A growing trend in cybercrime is the task of exposing some stolen information from companies infected with ransomware on websites operated by attackers as a way to force the ransom payment. In this case, the hackers assured that they will continue to publish sensitive information from LG, including source code for some technology projects.  

A few hours ago, an alleged member of the hacker group, in conversations with specialized platform BleepingComputer, assured that Maze extracted more than 40 GB of information from LG’s networks, adding that the company has a 24-hour time frame to contact them; should this deadline expire, hackers threaten to post more confidential details.

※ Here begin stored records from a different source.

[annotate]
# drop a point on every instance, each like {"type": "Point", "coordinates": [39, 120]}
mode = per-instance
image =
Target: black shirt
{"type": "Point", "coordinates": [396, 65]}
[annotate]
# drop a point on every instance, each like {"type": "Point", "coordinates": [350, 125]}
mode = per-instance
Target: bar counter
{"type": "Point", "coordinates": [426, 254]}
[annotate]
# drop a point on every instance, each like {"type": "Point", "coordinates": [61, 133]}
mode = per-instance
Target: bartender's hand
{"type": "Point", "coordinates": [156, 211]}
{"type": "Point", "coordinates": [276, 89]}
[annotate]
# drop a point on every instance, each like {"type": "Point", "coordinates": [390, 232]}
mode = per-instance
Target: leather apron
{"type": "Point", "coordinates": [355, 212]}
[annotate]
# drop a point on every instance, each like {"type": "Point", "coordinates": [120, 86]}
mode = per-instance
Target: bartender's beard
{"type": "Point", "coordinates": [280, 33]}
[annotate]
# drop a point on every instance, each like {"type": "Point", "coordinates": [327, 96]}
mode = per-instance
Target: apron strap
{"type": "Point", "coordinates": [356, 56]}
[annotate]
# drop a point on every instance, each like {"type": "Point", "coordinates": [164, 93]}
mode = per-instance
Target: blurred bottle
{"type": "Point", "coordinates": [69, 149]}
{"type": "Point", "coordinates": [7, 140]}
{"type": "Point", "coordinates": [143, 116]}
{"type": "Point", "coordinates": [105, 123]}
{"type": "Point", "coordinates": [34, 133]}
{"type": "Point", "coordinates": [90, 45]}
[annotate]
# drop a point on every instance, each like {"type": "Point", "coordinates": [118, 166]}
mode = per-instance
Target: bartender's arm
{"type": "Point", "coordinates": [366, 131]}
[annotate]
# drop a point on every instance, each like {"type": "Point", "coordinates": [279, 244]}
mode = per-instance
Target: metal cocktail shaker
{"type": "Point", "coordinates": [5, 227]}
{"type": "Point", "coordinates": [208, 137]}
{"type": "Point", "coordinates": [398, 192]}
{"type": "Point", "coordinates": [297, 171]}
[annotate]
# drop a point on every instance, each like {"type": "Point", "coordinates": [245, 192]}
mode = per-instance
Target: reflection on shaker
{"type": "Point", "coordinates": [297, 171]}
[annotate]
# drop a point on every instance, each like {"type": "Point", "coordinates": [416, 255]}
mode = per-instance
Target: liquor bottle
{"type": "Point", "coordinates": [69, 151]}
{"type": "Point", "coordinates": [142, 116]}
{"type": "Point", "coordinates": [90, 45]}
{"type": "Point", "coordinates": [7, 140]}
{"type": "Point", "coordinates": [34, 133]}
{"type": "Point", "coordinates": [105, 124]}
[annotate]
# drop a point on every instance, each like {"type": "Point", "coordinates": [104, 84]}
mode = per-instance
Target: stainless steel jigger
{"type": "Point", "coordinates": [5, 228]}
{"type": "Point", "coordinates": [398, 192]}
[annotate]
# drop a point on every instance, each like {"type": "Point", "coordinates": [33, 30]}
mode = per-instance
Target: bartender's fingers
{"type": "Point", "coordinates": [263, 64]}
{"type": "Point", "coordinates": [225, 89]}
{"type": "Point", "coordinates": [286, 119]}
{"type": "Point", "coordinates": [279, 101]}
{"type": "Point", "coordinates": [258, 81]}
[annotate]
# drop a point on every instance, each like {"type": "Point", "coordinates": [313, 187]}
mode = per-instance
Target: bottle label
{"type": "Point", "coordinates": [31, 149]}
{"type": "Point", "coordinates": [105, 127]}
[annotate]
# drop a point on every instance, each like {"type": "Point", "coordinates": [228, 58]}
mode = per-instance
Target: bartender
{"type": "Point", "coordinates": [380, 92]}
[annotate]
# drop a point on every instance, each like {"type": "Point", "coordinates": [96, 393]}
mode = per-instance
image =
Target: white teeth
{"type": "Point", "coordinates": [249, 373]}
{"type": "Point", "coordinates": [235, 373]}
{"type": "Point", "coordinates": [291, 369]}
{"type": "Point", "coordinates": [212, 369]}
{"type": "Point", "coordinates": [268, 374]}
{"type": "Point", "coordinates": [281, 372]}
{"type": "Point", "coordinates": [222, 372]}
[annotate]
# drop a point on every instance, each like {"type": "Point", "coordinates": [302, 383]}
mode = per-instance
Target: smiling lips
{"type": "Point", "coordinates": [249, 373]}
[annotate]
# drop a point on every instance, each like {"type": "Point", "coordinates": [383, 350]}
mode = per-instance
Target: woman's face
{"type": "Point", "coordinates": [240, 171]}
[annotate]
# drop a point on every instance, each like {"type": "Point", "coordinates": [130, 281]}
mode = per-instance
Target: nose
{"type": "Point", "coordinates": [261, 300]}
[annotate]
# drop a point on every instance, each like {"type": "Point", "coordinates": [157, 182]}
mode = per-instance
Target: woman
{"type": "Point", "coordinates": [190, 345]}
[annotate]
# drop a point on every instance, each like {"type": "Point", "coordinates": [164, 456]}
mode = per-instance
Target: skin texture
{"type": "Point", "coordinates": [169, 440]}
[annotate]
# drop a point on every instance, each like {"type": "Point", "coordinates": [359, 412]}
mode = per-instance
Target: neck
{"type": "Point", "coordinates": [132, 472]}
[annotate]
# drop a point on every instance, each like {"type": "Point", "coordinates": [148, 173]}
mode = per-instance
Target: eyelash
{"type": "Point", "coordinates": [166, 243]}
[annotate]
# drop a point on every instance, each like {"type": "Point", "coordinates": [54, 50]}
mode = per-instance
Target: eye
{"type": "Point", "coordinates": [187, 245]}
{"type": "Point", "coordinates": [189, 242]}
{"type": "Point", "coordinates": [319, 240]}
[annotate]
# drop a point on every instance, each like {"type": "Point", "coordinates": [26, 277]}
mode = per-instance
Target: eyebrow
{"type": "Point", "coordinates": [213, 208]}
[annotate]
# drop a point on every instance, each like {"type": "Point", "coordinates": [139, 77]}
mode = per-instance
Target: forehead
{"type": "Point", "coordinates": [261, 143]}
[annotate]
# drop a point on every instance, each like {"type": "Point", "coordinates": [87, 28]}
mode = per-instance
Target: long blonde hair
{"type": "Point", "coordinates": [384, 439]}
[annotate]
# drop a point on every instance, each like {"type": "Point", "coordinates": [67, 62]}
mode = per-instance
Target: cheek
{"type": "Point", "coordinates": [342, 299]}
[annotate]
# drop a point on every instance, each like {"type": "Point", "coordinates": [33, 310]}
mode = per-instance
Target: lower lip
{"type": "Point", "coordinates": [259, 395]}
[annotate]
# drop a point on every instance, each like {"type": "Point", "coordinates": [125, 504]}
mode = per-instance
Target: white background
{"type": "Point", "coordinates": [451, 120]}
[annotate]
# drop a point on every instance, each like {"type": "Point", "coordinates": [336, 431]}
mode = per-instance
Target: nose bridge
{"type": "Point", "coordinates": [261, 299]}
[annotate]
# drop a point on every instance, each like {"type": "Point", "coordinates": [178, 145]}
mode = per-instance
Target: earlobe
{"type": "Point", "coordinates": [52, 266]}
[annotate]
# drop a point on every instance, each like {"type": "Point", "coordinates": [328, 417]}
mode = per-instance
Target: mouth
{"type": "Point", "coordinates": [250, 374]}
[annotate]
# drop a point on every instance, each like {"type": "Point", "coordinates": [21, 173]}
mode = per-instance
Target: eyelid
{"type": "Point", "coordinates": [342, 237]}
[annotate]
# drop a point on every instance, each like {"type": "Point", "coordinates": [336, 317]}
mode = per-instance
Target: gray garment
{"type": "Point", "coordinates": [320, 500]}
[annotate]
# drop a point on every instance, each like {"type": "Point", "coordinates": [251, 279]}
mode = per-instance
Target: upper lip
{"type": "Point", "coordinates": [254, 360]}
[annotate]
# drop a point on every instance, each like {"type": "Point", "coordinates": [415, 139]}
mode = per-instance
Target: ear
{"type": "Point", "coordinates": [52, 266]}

Regarding the number of compromised devices, the hacker declined to reveal this data, although he noted that evidence of the attack was published on Maze’s website, such as a screenshot showing a list of files in a Python code repository. 

SOURCE: BleepingComputer

Another screenshot shows a .KDZ, which is the format for LG’s official firmware code; from the details shown by these images, the researchers deduced that the firmware was developed by AT&T.

SOURCE: BleepingComputer

A third screenshot shows a Python snippet for an email forwarding project, as mentioned by cybersecurity researchers.

SOURCE: BleepingComputer

Since the reports were leaked, multiple members of the cybersecurity community have tried to contact an LG representative, although the company has not responded to these requests for information. For now, LG has only sent automatic emails in response.

There are still no details on how Maze managed to access the company’s networks, although investigators believe the criminals were able to employ remote desktop connection protocols and changes to high-level hosts through compromised administrator accounts. These methods have been identified in previous incidents allegedly linked to Maze’s hackers.